1 Introduction

The parliamentary, normative and judicial documents published by the United Nations System of organizations are full of references to real-world objects and concepts, such as other documents, people, organizations, legal terms, roles and deliberation steps. The United Nations has recently started to adopt Akoma Ntoso [2], an XML language that is in the process of becoming an OASIS standard, for providing an electronic representations of all UN Documents and the entities they contain. While it is not defined formally, Akoma Ntoso introduce a sort of informal ontological structure for all the entities it allows one to describe, according to two kinds of classes:

  • document classes focus on representing the different aspects of a document as intellectual creation, the forms (versions, translations, etc.), its physical embodiment (e.g. PDF, XML, HTML, paper, etc.);

  • non-document classes focus on representing the responsible for the production of the content and what the content is about (e.g. concept, object, event, locations, roles, deliberation steps, etc.).

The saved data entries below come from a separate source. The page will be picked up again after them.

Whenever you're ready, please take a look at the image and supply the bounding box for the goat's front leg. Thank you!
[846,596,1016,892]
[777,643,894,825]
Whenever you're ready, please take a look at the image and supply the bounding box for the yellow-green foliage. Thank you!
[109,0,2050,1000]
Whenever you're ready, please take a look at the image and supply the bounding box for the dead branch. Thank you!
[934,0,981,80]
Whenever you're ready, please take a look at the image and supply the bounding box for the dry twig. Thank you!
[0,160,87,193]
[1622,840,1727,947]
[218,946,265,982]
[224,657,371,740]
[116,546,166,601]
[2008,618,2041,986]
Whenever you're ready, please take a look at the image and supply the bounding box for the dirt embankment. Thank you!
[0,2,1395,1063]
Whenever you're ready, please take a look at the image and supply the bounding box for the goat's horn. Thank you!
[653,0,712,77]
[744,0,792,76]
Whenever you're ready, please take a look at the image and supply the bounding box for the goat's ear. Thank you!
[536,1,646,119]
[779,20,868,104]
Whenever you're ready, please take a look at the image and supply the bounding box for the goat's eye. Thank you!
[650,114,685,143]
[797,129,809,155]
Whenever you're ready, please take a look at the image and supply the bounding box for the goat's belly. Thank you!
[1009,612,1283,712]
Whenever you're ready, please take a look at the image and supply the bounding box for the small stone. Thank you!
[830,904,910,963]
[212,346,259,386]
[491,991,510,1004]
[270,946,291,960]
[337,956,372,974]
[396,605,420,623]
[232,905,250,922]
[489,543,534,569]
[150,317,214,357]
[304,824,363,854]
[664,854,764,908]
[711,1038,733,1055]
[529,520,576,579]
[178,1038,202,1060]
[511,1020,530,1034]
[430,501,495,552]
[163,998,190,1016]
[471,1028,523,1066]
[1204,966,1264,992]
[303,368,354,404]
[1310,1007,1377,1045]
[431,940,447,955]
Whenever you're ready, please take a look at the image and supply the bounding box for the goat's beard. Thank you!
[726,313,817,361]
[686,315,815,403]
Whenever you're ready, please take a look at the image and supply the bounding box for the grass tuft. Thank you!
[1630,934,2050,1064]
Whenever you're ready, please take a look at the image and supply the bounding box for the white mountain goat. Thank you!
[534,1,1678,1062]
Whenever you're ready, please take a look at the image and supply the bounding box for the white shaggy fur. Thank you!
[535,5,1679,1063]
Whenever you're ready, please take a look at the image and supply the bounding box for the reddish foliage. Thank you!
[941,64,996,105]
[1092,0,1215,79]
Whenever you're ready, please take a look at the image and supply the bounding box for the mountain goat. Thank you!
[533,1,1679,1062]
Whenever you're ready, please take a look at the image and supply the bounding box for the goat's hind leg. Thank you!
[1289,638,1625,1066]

While the informal definition of document classes is based on the Functional Requirements for Bibliographic Records (FRBR) standard [6] of the International Federation of Library Associations (IFLA), in the Akoma Ntoso specification there is no explicit mention of a possible adoption of a certain model for addressing the description of non-document entities.

As one of the outcomes of the work that the High-Level Committee on Management (HLCM) Working Group on Document Standards of the United Nations has done in the past year, in this paper we introduce the United Nations System Document Ontology (UNDO), i.e. an OWL 2 DL ontology developed and adopted by the United Nations that aims at providing a framework for the formal description of all entities and the relations that can exist among them in UN Documents. The idea behind the development of this model is to have a mechanism for sharing data about any legal/legislative/parliamentary document and its content in RDF format in an interchangeable way and, eventually, to allow the various agencies of the United Nations to extend it so as to meet their own domain specific requirements. In addition, UNDO follows the FAIR principles: it is identified with a w3id.org persistent identifier, it has been made available in different formats accessible by means of the classic content negotiation mechanism, it reuses several existing ontologies so as to increase interoperability, and it has been made available with a CC-BY license for enabling its reuse.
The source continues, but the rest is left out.